The turtle soup jokes became began reoccurring around 2001 when Caporaso’s focus turned from studying turtles to saving them from consumption in China. Two of the species of turtle he studied are now extinct in the wild.

“It wasn’t any grand master plan at all. It was really serendipitous,” said Caporaso.

In 1994, Caporaso became inspired to use turtles in the classroom thanks to Steve Irwin, “The Crocodile Hunter.”

Caporaso traveled to Australia to study turtles and visit fellow turtle researcher John Cann. The two went to Irwin’s reptile park in Queensland because Irwin was local and could lead them to turtles, according to Caporaso.

From then on, the Irwin story became something Caporaso told every one of his classes.

“What I found was [mentioning Irwin] was like this magic thing to college students,” he said.

Later, when Irwin’s TV program proved successful, Caporaso was impressed by how Irwin educated his audience using live animals and decided to adopt the same teaching method. When Caporaso started bringing turtles to class, the students’ excitement was greater than he expected.

“Even if one urinates on the floor, everyone gets excited about it,” said Caporaso.

Caporaso had kept his collection of turtles low-key, he said. Since the mid-1990s, they lived out of the spotlight and on the roof of Hashinger Science Center, which requires a key to access. He would cart the animals down to his classroom when he used them.

A few years ago, Caporaso moved the turtles off campus when Chapman began expanding Hashinger Science Center, he said. They now live in a 2,000-square-foot greenhouse in Orange, but he is still able to bring them to class as visual teaching aids.

“Instead of reading about genetic variations and evolution, you can see it happening with the turtles,” said freshman Hannah Huvard, a student in Caporaso’s freshman foundations course.

The turtles Caporaso uses are all aquatic and mostly long-necked species. Other than using them to demonstrate how species adapt and survive through evolution, he also uses turtles in his food science classes to show how they find and capture prey.

This semester Huvard and her classmates participated in an experiment in which they observed how different species of turtles react to live fish. After noticing how protective Caporaso was over some of the rarer turtles, Huvard began to appreciate the opportunity she was getting.

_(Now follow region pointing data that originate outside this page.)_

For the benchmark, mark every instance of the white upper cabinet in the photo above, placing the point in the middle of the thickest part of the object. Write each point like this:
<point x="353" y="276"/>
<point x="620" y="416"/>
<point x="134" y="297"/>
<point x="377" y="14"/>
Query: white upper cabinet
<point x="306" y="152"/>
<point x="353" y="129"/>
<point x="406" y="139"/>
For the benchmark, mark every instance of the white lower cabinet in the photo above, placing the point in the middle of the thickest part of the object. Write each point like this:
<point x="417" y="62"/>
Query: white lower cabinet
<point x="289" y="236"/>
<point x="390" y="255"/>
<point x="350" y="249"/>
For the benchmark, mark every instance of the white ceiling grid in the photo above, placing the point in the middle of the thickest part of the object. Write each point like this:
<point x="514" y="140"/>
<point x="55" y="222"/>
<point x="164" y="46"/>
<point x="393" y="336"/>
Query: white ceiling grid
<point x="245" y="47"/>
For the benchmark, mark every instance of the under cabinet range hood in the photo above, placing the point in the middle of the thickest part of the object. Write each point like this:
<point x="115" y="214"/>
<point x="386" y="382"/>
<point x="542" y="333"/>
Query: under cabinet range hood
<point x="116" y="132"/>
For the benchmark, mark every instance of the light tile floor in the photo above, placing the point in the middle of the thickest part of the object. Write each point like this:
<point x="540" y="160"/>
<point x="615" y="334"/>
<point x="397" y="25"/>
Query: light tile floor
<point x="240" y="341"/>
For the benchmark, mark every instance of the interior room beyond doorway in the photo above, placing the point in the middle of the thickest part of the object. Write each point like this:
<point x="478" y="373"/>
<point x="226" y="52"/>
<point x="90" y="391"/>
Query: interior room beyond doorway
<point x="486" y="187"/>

“When’s the next time you’re going to be able to hold an endangered species?” she said.

Turtles are also a major part of Caporaso’s summer Galapagos Islands travel course. He takes students to visit more than 10 islands in one week, four on which Darwin studied evolution. During part of the course, Caporaso has the students study the difference among species of giant tortoises that come from various islands.

“[It was] once in a lifetime. … We saw some things that hardly anybody ever sees,” said junior Lindsey Clopp, who took the travel course last summer.

“People always ask, ‘why turtles?’” said Caporaso.

He points out that Darwin spent a large chunk of his life studying earthworms, and eight years studying barnacles. Although Caporaso became a turtle expert by accident, taking a similar approach as Darwin’s has made him a better teacher.

“Sometimes it’s good to follow your curiosity,” he said.